Brutus justifies the decision to kill his friend by literally commanding himself, out loud, to 'prevent' the hypothetical rise of Caesar. He instructs himself to ‘fashion’ the argument against Caesar, ‘think’ Caesar an unhatched snake and, finally, to ‘kill him in the shell’. Brutus shapes his own thoughts with spoken language, which is what Shakespeare asks of us.
As a director, I am not interested in a conclusive interpretation of Julius Caesar. I am not interested in spoon-feeding metaphor to the audience (Caesar = Hitler/Ceaușescu/Trump etc.). I am much more interested in exploring the ambiguities woven throughout this play. Just when you think you know a character, Shakespeare shows you another side of them. Ambiguity is Shakespeare's portal to the infinite.
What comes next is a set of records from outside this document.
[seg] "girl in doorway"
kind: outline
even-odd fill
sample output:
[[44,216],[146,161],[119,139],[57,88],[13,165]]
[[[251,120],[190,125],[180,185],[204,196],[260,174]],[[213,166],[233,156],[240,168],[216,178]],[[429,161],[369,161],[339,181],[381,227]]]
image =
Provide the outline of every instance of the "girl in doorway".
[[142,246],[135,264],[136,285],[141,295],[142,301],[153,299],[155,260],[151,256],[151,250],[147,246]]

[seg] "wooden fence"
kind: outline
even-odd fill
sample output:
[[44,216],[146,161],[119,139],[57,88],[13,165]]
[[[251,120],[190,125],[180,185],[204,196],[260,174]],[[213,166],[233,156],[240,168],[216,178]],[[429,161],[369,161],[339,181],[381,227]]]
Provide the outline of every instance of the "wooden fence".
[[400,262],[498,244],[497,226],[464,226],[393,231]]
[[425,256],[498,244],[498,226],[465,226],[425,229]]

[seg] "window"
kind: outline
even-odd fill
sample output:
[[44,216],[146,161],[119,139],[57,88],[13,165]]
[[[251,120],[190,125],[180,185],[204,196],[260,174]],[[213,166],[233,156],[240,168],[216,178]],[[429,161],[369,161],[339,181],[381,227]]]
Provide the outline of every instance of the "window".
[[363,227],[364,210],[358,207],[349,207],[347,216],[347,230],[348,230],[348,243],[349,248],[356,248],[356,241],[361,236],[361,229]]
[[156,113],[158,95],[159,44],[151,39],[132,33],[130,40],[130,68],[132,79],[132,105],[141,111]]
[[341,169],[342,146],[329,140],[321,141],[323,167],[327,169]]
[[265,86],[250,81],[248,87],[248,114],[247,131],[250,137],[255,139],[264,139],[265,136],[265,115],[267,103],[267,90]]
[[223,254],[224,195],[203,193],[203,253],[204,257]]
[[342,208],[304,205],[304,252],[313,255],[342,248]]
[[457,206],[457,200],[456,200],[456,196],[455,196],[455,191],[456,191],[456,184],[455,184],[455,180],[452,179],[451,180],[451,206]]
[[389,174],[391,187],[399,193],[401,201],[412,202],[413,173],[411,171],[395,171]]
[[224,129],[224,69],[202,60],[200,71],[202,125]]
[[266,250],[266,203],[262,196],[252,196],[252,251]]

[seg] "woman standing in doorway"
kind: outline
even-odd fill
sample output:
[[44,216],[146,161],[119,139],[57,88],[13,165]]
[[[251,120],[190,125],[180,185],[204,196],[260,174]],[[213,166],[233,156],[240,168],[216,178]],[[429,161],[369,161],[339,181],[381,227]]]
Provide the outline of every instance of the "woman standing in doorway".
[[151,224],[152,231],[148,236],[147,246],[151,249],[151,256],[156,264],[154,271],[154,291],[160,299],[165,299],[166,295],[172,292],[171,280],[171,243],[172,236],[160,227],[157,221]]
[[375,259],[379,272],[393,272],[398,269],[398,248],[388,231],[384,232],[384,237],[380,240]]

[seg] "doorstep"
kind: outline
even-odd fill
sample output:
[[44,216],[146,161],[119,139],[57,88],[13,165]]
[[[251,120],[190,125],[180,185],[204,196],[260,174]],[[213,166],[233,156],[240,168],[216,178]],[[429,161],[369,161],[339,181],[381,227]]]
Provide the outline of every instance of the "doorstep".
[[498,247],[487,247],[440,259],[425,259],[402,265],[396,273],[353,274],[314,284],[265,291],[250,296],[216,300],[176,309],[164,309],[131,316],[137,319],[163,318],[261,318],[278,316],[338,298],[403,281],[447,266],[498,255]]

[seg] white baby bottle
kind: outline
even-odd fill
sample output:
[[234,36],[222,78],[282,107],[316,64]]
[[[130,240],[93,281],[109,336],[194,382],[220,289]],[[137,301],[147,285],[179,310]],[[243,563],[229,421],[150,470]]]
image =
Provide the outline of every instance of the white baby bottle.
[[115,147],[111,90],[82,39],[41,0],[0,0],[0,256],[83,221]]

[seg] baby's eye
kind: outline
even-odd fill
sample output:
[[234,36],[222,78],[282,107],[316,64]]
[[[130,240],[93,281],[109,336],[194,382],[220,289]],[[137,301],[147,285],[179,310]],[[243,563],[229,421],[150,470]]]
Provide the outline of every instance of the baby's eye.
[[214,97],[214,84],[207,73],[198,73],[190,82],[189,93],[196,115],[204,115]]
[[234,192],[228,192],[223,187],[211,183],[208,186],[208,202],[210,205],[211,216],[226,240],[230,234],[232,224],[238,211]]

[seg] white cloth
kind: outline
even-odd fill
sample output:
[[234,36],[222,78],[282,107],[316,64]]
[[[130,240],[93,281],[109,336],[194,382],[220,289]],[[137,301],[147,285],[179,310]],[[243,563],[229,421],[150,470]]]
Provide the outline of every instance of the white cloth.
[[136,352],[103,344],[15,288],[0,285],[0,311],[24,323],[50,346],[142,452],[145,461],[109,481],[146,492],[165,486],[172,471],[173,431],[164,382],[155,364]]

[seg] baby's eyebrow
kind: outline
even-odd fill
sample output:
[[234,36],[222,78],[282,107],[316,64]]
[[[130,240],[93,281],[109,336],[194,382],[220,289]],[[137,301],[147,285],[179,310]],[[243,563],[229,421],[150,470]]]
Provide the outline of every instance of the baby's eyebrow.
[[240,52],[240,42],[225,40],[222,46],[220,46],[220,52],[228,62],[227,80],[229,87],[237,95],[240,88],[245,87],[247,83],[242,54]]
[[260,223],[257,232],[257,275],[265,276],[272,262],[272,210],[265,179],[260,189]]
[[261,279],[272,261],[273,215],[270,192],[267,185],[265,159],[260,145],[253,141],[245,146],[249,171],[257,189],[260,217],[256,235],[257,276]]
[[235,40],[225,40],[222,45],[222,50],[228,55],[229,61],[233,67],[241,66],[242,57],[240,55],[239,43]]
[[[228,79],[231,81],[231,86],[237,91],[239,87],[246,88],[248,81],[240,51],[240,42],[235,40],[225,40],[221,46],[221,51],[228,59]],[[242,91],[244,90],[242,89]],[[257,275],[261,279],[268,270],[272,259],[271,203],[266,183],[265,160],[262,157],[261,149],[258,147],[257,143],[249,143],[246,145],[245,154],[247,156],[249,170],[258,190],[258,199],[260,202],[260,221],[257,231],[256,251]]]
By asking more questions than he answers, he demands that we step up as an audience, no longer passive receivers of meaning, but active creators of it.
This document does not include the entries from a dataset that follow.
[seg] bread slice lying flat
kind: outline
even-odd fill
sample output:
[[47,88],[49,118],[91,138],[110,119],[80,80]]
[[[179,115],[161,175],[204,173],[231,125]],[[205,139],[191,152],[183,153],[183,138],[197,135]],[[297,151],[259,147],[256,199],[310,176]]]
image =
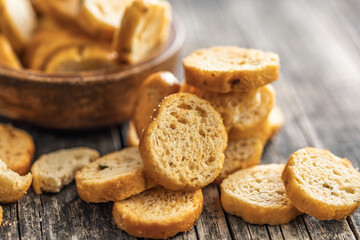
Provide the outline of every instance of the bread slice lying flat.
[[235,128],[243,132],[255,128],[265,121],[275,104],[275,91],[271,85],[248,93],[210,92],[186,85],[182,91],[189,91],[208,100],[221,114],[227,131]]
[[139,145],[139,137],[136,133],[135,125],[132,121],[129,123],[129,130],[126,138],[127,144],[130,147],[137,147]]
[[36,10],[61,24],[77,24],[82,0],[32,0]]
[[35,145],[32,137],[25,131],[7,124],[0,124],[0,159],[8,168],[25,175],[30,170]]
[[199,49],[184,58],[186,82],[213,92],[247,92],[279,77],[279,56],[235,46]]
[[3,218],[3,209],[0,206],[0,227],[1,227],[2,218]]
[[169,38],[171,18],[167,1],[133,1],[124,11],[112,43],[119,61],[135,64],[159,52]]
[[171,72],[157,72],[151,74],[141,85],[132,114],[138,136],[141,136],[144,129],[151,121],[151,116],[164,99],[180,89],[179,81]]
[[77,171],[98,157],[96,150],[84,147],[62,149],[40,156],[31,167],[35,193],[60,192],[74,180]]
[[320,220],[341,219],[360,206],[360,173],[351,162],[327,150],[293,153],[282,173],[288,198]]
[[24,48],[35,26],[36,15],[30,1],[0,1],[0,28],[16,52]]
[[166,97],[140,139],[144,169],[170,190],[193,191],[214,181],[227,134],[219,113],[189,93]]
[[0,203],[18,201],[29,189],[31,181],[31,173],[20,176],[0,159]]
[[145,178],[136,147],[99,158],[77,172],[75,180],[79,196],[86,202],[120,201],[154,186]]
[[221,184],[221,203],[252,224],[285,224],[301,213],[286,197],[283,164],[259,165],[230,175]]
[[256,137],[238,140],[229,139],[225,150],[224,166],[215,183],[220,184],[225,178],[237,170],[249,168],[259,164],[264,143]]
[[21,69],[21,63],[7,38],[0,33],[0,64]]
[[201,190],[173,192],[162,187],[114,204],[116,225],[135,237],[168,238],[192,228],[203,208]]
Julius Caesar was probably first performed in 1599, at the brand new Globe Theatre on the south bank of the Thames. Having just overseen the construction of the building, Shakespeare was in a metatheatrical mood. "All the world's a stage", a common metaphor at the time, was enshrined by Shakespeare in another 1599 play, As You Like It, and will forever be associated with his work.
In Julius Caesar, the conspirators know they are creating history. Immediately after the murder of Caesar, Cassius says:
“How many ages hence
Shall this our lofty scene be acted over
In states unborn and accents yet unknown?”
Cassius imagines himself immortalised as a saviour of Rome, presumably played by Chris Hemsworth in the movie. Of course, Shakespeare doesn't allow Cassius to bask in victory. The assassination occurs at the midpoint of the play. and Shakespeare is more interested in the fallout than in the act itself. The pre-emptive strike against Caesar creates a power vacuum that sets the cause of Roman democracy back by over a thousand years.